The limitations of the existing knowledge are partly related to the interdisciplinary nature of this research topic. Producing information that is both relevant and reliable requires combining building sciences (eg, facility management, architecture) with expertise from behavioral, occupational and health sciences.

Thus, more research with a strong occupational health perspective is crucial to raise the quality of scientific knowledge in this area of research. Questions on the physical work environment should be included in large epidemiological studies of occupational health and well-being. Research is needed on specific health outcomes (eg, mental and musculoskeletal health), as well as antecedents (eg, health behaviors) and consequences of poor health (eg, sickness absence, productivity loss). Studies should also pay attention to the explaining mechanisms and the determinants of person-environment fit in different worker groups and jobs, including the identification of potentially vulnerable groups. In particular, the physical office environment needs to be included in research on hybrid work as it is a part of the same phenomena.
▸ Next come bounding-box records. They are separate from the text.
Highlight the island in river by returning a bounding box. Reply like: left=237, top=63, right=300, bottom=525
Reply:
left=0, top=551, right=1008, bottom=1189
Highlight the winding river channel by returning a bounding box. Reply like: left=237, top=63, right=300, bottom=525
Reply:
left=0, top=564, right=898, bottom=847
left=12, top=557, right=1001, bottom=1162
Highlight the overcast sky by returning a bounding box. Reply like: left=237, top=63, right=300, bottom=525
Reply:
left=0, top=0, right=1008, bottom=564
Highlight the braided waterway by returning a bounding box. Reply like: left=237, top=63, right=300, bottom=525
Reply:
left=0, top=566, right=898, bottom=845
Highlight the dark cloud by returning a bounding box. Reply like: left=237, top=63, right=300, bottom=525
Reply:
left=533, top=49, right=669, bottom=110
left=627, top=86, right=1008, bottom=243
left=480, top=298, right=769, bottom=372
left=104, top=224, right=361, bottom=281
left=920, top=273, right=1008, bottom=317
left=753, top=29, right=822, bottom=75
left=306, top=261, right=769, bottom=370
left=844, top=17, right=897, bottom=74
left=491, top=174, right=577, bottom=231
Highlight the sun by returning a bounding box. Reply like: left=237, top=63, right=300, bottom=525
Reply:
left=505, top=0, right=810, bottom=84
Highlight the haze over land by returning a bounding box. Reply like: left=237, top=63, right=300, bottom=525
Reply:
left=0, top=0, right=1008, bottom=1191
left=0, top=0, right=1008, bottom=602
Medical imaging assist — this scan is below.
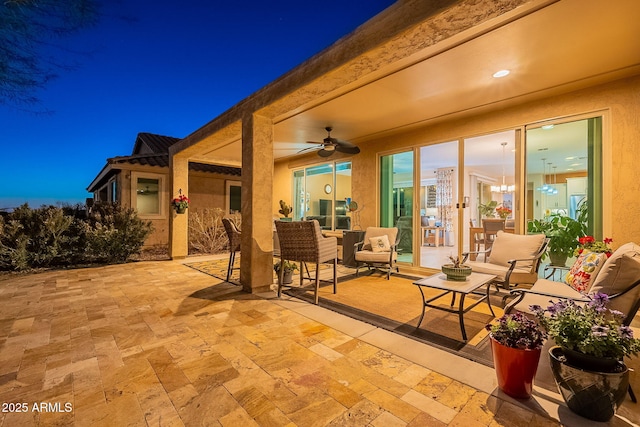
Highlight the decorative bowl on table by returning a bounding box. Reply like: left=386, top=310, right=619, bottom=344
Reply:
left=442, top=264, right=471, bottom=282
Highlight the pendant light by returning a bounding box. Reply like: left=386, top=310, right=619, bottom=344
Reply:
left=491, top=142, right=516, bottom=193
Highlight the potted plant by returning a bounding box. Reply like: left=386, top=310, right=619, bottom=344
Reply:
left=478, top=200, right=498, bottom=218
left=273, top=260, right=298, bottom=285
left=496, top=205, right=512, bottom=219
left=171, top=191, right=189, bottom=214
left=278, top=200, right=291, bottom=221
left=527, top=214, right=587, bottom=266
left=531, top=293, right=640, bottom=421
left=486, top=312, right=547, bottom=399
left=441, top=256, right=471, bottom=281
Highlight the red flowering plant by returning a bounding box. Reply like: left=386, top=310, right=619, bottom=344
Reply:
left=171, top=194, right=189, bottom=209
left=573, top=236, right=613, bottom=258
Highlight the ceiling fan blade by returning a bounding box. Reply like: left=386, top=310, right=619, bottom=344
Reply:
left=318, top=148, right=335, bottom=157
left=336, top=144, right=360, bottom=154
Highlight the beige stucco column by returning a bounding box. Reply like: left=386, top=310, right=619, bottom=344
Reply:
left=240, top=114, right=273, bottom=293
left=168, top=156, right=189, bottom=259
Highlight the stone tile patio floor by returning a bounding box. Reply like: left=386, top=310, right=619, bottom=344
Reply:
left=0, top=261, right=628, bottom=427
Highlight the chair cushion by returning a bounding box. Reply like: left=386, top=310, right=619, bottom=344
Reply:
left=369, top=234, right=391, bottom=252
left=354, top=251, right=398, bottom=264
left=589, top=243, right=640, bottom=314
left=489, top=231, right=545, bottom=268
left=514, top=279, right=584, bottom=313
left=465, top=261, right=538, bottom=285
left=564, top=251, right=607, bottom=292
left=362, top=227, right=398, bottom=251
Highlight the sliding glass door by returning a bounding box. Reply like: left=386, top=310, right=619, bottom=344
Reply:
left=418, top=141, right=459, bottom=268
left=380, top=151, right=414, bottom=263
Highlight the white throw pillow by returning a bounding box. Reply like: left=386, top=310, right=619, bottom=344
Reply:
left=369, top=234, right=391, bottom=252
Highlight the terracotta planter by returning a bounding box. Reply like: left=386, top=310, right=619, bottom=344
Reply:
left=282, top=269, right=293, bottom=285
left=549, top=346, right=629, bottom=422
left=491, top=337, right=542, bottom=399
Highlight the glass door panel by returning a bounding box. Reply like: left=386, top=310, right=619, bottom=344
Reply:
left=380, top=151, right=414, bottom=263
left=418, top=141, right=458, bottom=269
left=462, top=130, right=518, bottom=260
left=525, top=117, right=603, bottom=239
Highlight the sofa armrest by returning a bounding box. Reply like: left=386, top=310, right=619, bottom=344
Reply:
left=504, top=285, right=591, bottom=313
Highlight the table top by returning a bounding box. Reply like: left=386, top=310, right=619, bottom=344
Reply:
left=413, top=272, right=497, bottom=294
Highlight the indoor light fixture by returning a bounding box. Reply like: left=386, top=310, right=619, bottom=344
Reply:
left=493, top=70, right=511, bottom=79
left=491, top=142, right=516, bottom=193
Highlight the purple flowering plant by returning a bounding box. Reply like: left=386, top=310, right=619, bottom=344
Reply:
left=530, top=293, right=640, bottom=359
left=485, top=312, right=547, bottom=350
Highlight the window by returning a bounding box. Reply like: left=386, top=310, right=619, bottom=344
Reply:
left=225, top=181, right=242, bottom=214
left=133, top=176, right=161, bottom=215
left=526, top=117, right=603, bottom=239
left=293, top=162, right=353, bottom=230
left=109, top=178, right=118, bottom=203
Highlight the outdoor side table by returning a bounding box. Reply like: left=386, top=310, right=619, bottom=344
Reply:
left=413, top=273, right=496, bottom=341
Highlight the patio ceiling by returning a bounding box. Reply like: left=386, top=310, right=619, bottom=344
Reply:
left=182, top=0, right=640, bottom=176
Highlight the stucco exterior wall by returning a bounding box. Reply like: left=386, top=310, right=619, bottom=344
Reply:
left=274, top=76, right=640, bottom=251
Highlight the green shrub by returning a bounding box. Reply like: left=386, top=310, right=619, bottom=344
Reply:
left=87, top=203, right=153, bottom=263
left=189, top=208, right=242, bottom=254
left=0, top=204, right=84, bottom=270
left=0, top=204, right=152, bottom=271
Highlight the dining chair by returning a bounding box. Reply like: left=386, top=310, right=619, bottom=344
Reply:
left=275, top=219, right=338, bottom=304
left=222, top=218, right=241, bottom=282
left=482, top=218, right=505, bottom=256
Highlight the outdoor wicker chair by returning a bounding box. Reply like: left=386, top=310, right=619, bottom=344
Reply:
left=275, top=220, right=338, bottom=304
left=222, top=218, right=241, bottom=282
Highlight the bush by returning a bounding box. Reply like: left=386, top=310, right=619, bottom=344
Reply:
left=86, top=203, right=153, bottom=263
left=0, top=204, right=152, bottom=271
left=189, top=208, right=242, bottom=254
left=0, top=204, right=84, bottom=270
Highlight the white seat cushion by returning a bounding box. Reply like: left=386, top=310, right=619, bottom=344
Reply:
left=488, top=231, right=545, bottom=267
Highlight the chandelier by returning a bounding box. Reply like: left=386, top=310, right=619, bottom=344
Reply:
left=491, top=142, right=516, bottom=193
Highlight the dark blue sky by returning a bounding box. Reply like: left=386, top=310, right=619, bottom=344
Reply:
left=0, top=0, right=394, bottom=208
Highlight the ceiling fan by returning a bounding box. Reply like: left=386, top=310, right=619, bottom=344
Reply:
left=302, top=126, right=360, bottom=157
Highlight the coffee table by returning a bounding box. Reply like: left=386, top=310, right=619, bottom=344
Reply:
left=413, top=273, right=496, bottom=341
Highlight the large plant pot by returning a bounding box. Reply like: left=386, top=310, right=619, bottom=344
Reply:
left=282, top=269, right=293, bottom=285
left=549, top=346, right=629, bottom=422
left=491, top=337, right=542, bottom=399
left=442, top=264, right=471, bottom=282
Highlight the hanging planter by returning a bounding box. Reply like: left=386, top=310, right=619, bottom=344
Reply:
left=171, top=189, right=189, bottom=214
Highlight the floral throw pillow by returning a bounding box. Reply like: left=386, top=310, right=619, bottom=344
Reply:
left=564, top=250, right=607, bottom=292
left=369, top=234, right=391, bottom=252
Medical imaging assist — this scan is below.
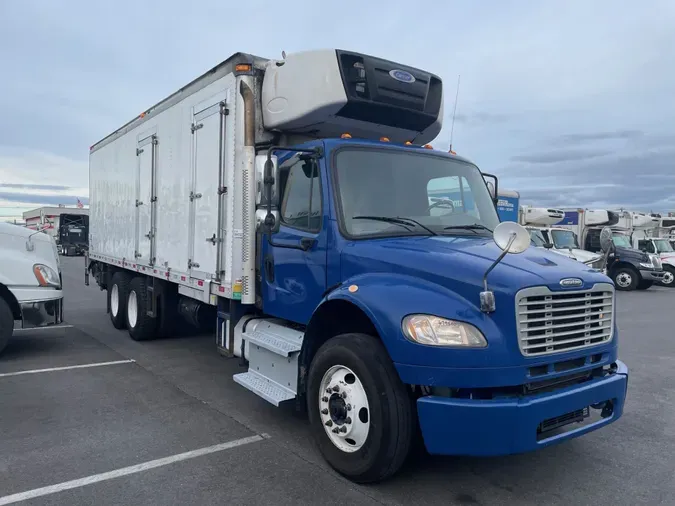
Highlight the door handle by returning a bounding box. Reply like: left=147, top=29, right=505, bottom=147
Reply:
left=300, top=237, right=316, bottom=251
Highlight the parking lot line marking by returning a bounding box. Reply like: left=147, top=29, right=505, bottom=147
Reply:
left=0, top=359, right=136, bottom=378
left=0, top=434, right=269, bottom=506
left=14, top=325, right=74, bottom=332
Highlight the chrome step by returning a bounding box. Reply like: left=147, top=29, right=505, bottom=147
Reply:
left=232, top=370, right=295, bottom=406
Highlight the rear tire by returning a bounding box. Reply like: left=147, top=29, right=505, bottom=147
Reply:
left=108, top=272, right=129, bottom=330
left=126, top=276, right=157, bottom=341
left=307, top=334, right=415, bottom=483
left=661, top=265, right=675, bottom=288
left=612, top=267, right=640, bottom=291
left=0, top=297, right=14, bottom=353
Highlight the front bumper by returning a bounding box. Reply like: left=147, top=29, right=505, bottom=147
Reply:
left=640, top=270, right=666, bottom=281
left=417, top=360, right=628, bottom=456
left=20, top=297, right=63, bottom=329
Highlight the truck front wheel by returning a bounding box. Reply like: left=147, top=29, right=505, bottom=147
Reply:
left=127, top=276, right=157, bottom=341
left=307, top=334, right=415, bottom=483
left=0, top=296, right=14, bottom=353
left=108, top=272, right=129, bottom=330
left=661, top=265, right=675, bottom=287
left=612, top=267, right=640, bottom=291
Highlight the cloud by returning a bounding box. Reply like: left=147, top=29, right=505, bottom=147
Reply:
left=558, top=130, right=644, bottom=144
left=511, top=149, right=612, bottom=164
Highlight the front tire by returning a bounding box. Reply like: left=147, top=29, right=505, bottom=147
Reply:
left=0, top=297, right=14, bottom=353
left=661, top=265, right=675, bottom=288
left=307, top=334, right=415, bottom=483
left=612, top=267, right=640, bottom=291
left=127, top=276, right=157, bottom=341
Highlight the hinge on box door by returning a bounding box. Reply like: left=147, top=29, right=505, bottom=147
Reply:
left=206, top=233, right=222, bottom=246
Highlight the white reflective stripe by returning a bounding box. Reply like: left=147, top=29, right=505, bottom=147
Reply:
left=0, top=359, right=136, bottom=378
left=0, top=434, right=269, bottom=506
left=14, top=325, right=73, bottom=332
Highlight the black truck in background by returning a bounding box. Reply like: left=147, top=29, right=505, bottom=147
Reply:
left=56, top=214, right=89, bottom=256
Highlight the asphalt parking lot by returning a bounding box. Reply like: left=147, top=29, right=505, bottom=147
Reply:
left=0, top=257, right=675, bottom=506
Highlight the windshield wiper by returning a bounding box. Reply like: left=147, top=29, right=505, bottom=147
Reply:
left=352, top=216, right=438, bottom=235
left=443, top=223, right=492, bottom=234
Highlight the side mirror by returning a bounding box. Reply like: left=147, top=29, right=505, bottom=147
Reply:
left=482, top=172, right=499, bottom=206
left=479, top=221, right=532, bottom=313
left=492, top=221, right=531, bottom=255
left=255, top=155, right=278, bottom=205
left=487, top=181, right=497, bottom=200
left=600, top=227, right=614, bottom=253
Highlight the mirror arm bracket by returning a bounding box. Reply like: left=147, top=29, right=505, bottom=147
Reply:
left=480, top=234, right=517, bottom=313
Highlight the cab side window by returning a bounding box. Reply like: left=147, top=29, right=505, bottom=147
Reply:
left=279, top=155, right=321, bottom=232
left=638, top=241, right=654, bottom=253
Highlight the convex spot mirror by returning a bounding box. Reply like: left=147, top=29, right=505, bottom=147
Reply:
left=255, top=155, right=279, bottom=205
left=492, top=221, right=531, bottom=254
left=487, top=181, right=497, bottom=200
left=600, top=227, right=614, bottom=253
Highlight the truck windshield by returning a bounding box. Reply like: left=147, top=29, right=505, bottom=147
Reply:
left=551, top=230, right=579, bottom=249
left=654, top=239, right=674, bottom=253
left=335, top=148, right=499, bottom=237
left=612, top=235, right=632, bottom=248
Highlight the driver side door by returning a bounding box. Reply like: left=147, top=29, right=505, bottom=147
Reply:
left=262, top=155, right=328, bottom=323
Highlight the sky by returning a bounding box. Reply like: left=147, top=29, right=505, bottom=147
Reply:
left=0, top=0, right=675, bottom=219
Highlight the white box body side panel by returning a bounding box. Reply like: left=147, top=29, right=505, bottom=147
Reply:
left=89, top=74, right=243, bottom=296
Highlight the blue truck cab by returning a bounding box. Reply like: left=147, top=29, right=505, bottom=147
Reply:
left=85, top=49, right=628, bottom=483
left=251, top=132, right=628, bottom=481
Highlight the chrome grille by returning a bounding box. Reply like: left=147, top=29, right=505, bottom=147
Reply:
left=516, top=283, right=614, bottom=357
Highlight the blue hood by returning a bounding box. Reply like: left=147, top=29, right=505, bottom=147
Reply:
left=342, top=236, right=611, bottom=303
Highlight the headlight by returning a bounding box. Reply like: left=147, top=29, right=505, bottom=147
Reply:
left=33, top=264, right=61, bottom=288
left=402, top=315, right=487, bottom=348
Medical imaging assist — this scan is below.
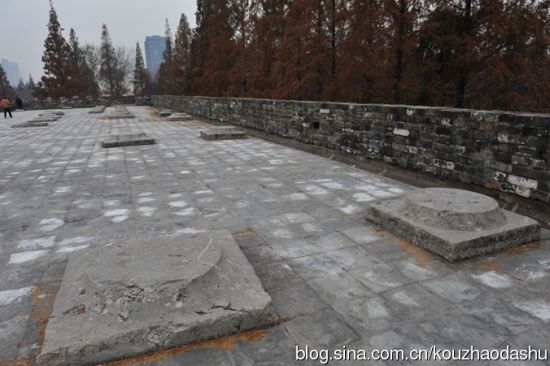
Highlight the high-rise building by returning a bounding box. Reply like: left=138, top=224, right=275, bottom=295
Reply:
left=1, top=58, right=21, bottom=88
left=145, top=36, right=166, bottom=77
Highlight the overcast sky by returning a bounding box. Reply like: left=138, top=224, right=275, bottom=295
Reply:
left=0, top=0, right=196, bottom=81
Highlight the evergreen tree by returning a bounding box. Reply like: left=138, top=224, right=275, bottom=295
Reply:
left=158, top=19, right=174, bottom=94
left=27, top=74, right=36, bottom=91
left=17, top=78, right=25, bottom=90
left=42, top=0, right=74, bottom=98
left=132, top=42, right=150, bottom=97
left=0, top=65, right=13, bottom=98
left=70, top=28, right=99, bottom=98
left=170, top=14, right=191, bottom=94
left=99, top=24, right=126, bottom=98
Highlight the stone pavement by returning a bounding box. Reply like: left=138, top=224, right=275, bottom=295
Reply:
left=0, top=107, right=550, bottom=366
Secondly, strong interdisciplinary collaboration is necessary. A careful definition of the investigated workspaces, including on-site observations and specific parameters of office design and use when possible (eg, space-efficiency ratios, data from occupancy sensors), is important to accurately measure the physical environment. In our view, generic terms, such as “open-space office” or “open-plan design” should be avoided because they blur differences between traditional and modern office concepts and mask other potentially important features. Studies that define offices in terms of several features will also more likely be relevant to evaluating future office types (which are not yet known). Survey- and registry-based studies need to be complemented with objective measurements of office design parameters and physical indoor environment. For example, perceived office noise is associated with sickness absence (24), but noise disturbance depends considerably on the quality of the room acoustic design, not only the office type (25).

Finally, the gaps in knowledge suggest that work environmental regulation and occupational safety and health policies may not be up to date in terms of relevant risk factors in modern office work. Public authorities, such as the European Agency for Safety and Health at Work (EU-OSHA) are drawing attention to the rapid changes in the working life, such as the impact of digitalization on work and workplaces and the associated occupational safety and health challenges and opportunities. If teleworking is becoming the “new normal” and offices are re-designed in response, there is an urgent need for evidence-based guidelines and tools on how to meet employers’ responsibilities to prevent work-related disorders and promote good health and well-being at work. Interestingly, health-promoting workspaces are already becoming a selling point for consultants and workplace designers in the post-pandemic working life. But if research is (still) left behind, organizations could be basing very expensive decisions on assumptions rather than evidence.